I passed a charity shop which had an exectutve toy on show. Small black magnetic balls. Playing with just two, they showed no such anisotropy. In other words they stuck together wherever they were put together

That's not quite the same thing as a countersunk magnetic disk on a magnetized sphere. A second sphere is free to rotate so as to be antiparallel to the first sphere's polarization. If you hold the two spheres between thumb and forefinger so as to prevent them from rotating, do they still stick to each other regardless of relative position?

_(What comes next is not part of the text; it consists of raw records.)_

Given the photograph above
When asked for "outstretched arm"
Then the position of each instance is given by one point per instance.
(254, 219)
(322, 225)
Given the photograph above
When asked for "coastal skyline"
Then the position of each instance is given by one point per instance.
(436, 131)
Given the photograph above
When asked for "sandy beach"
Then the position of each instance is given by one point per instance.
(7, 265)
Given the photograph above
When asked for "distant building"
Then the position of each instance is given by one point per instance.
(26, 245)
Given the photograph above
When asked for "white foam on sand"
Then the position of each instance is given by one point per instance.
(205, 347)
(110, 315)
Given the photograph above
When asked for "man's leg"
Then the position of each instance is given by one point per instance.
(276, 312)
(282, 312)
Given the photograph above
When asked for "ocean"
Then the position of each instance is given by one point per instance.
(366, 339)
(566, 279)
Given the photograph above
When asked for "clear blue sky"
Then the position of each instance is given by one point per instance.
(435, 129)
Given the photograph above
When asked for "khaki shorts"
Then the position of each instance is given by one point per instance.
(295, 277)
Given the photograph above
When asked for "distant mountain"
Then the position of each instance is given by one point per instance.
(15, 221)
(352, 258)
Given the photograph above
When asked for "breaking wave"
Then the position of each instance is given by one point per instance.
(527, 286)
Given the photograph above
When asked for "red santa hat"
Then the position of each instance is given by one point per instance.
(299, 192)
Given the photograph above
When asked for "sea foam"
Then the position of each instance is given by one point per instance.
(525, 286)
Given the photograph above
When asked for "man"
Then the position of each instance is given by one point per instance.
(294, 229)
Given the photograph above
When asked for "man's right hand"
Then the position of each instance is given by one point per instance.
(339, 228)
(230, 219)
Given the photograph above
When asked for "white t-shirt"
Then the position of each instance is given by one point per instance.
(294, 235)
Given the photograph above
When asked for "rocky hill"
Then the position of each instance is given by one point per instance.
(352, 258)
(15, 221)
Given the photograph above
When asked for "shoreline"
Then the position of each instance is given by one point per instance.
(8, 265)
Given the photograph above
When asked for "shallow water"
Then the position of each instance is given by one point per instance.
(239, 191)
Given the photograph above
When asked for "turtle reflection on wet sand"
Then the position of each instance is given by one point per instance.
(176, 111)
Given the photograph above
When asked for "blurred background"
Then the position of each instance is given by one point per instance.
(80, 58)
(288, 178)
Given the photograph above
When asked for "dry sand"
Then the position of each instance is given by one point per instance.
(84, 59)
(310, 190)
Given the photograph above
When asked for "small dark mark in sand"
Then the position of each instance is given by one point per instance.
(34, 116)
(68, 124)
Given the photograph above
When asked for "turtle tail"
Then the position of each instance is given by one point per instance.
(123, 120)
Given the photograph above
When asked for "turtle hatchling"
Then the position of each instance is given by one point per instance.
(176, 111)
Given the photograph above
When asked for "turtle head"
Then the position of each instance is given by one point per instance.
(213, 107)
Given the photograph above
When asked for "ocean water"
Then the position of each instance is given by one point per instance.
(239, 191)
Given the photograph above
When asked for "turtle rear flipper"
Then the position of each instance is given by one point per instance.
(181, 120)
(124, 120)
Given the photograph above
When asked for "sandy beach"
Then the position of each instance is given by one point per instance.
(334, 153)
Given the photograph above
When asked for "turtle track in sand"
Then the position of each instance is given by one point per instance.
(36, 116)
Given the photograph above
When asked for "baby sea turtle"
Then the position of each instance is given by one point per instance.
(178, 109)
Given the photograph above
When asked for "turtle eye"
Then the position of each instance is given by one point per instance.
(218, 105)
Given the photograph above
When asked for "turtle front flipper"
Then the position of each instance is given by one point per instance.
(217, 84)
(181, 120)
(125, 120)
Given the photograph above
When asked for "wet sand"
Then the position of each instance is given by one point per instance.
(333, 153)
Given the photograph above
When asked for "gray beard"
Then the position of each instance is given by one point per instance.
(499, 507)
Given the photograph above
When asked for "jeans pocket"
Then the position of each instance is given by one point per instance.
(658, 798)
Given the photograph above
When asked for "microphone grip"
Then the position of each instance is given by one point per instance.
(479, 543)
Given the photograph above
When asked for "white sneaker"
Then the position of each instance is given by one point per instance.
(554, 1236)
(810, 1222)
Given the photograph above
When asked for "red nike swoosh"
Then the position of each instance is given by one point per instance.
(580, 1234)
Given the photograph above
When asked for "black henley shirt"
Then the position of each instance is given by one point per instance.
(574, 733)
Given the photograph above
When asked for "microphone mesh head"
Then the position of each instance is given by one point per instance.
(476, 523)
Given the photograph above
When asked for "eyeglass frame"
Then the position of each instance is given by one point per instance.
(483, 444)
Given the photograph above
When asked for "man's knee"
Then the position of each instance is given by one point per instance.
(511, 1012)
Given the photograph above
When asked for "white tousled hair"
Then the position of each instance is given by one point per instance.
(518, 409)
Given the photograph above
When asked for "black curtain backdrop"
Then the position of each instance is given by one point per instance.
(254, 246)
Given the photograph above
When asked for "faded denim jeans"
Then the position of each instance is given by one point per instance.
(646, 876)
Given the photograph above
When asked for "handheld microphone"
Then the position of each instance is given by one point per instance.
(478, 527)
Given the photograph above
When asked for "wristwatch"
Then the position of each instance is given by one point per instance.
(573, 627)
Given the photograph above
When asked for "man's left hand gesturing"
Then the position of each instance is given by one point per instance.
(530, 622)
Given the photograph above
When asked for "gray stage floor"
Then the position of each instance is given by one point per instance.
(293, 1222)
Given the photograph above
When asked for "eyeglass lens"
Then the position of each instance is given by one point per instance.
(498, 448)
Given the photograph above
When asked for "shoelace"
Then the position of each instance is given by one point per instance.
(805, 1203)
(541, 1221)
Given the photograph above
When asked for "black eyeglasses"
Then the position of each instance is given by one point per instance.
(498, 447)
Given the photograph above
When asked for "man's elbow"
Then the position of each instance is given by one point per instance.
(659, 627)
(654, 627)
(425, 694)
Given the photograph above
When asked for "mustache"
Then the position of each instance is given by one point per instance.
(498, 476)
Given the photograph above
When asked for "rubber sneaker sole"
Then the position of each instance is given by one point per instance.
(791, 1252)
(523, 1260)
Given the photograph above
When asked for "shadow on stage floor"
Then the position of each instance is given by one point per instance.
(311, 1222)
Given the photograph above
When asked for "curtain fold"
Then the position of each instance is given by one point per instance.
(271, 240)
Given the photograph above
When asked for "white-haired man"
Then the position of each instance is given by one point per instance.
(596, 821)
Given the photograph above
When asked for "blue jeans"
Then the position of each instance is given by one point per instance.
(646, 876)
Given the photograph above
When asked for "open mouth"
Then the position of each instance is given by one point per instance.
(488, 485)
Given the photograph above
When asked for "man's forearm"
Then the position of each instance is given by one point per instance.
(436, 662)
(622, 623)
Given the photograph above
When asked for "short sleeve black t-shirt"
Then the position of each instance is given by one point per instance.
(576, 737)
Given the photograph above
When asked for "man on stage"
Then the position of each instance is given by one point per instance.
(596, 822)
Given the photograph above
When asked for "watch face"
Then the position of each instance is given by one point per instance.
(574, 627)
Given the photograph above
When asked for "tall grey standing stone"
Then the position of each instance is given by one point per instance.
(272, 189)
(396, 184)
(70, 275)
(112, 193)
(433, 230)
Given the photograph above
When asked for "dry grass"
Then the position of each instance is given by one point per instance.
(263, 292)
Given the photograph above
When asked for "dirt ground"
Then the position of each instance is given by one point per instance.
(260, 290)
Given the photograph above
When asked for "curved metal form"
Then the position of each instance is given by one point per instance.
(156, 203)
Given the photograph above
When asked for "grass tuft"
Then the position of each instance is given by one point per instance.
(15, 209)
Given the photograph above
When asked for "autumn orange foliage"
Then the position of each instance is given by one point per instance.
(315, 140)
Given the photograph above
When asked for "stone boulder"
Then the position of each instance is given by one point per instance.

The ball bearing on a magnetic base with a countersunk steel pin is on my to-do list. The list is quite long, though, so it'll be a while before I try.

[ChrisR]

If you hold the two spheres between thumb and forefinger so as to prevent them from rotating, do they still stick to each other regardless of relative position?

Yes.

[Edward Ruden]

If you hold the two spheres between thumb and forefinger so as to prevent them from rotating, do they still stick to each other regardless of relative position?

Yes.

That's interesting. Those magnetic spheres are not as simple as they appear. I can think of only two possible explanations. The first is that each ball contains a magnetic monopole: one north, the other south. A quick check of the last few years' Nobel Prizes in Physics rules that out; the inventor would have won. The other is that holding the balls does not prevent an internal magnet from rotating. There may be a smaller spherical magnet inside a cavity filled with oil, say. You can test the latter hypothesis by sticking one ball atop the other (thereby aligning and locking their internal magnets in place), and approaching the pair from below with a weaker magnet, pole up. If it is attracted to the balls, turning it upside down so the other pole is up should cause it to repel. However, if you separate the two balls and repeat, the small magnet should only be attracted.

[ChrisR]

There are of course less spurious possibilities, but you seem determined .

[boomblurt]

Here's an idea for a swiveling/rotating stage:



Ingredients: one ball bearing, two small neodymium magnets, galvanised steel squares.

It is super cheap and easily modified (eg put some cork board on top to pin specimen).

[AndrewC]

So what would be really nice is a magnetic metal spherical cap with height significantly less than the sphere radius, and maybe even truncated so the radius of the flat plane defining the cap is less than the sphere radius (imagine just the end off an apple core ?) being held on an annular magnet. Subject is then held on a pin above the centre.

This gives you a nice goniometric stage free to move in any axis.

So far this has defeated me. I did try making a mould and filling it with resin loaded with iron filings but there wasn't enough iron content.

Also tried with a plastic sphere with a metal ball bearing rolling on the inside to couple to the supporting magnet but that also wasn't strong enough.

I've been watching out for some sort of steel sphere I could try and cut down to size and then fill with resin or plasticine (though the potential for self harm when trying to cut a metal sphere on a power saw is high) but haven't found anything yet. The original sphere needs to about 10cm in diameter.

I did make a "gravity mount" using this concept with a section out of a plastic sphere but it was just not heavy = strong enough.

I'm sure someone will probably make a nice sketch showing what I mean but I leave that as an exercise for the reader

[ChrisR]

Start with something like THIS ?

[AndrewC]

Are you trying to turn me to a life of crime ?
I did think of pilfering a mixing bowl but it is stainless steel which isn't one of the better known magnetic materials

[johan]

http://www.kellydavies.co.uk/products/h ... -iron-bowl

[abpho]

Ingenious idea. Well done.

[ChrisR]

did think of pilfering a mixing bowl but it is stainless steel which isn't one of the better known magnetic materials

It might be ferromagnetic, if it's ferritic stanless steel.
Not if it's austenitic though.

--

I asked a magnet supplier to play with his spheres. He reports that a 19mm magnetic sphere and two steel discs works well.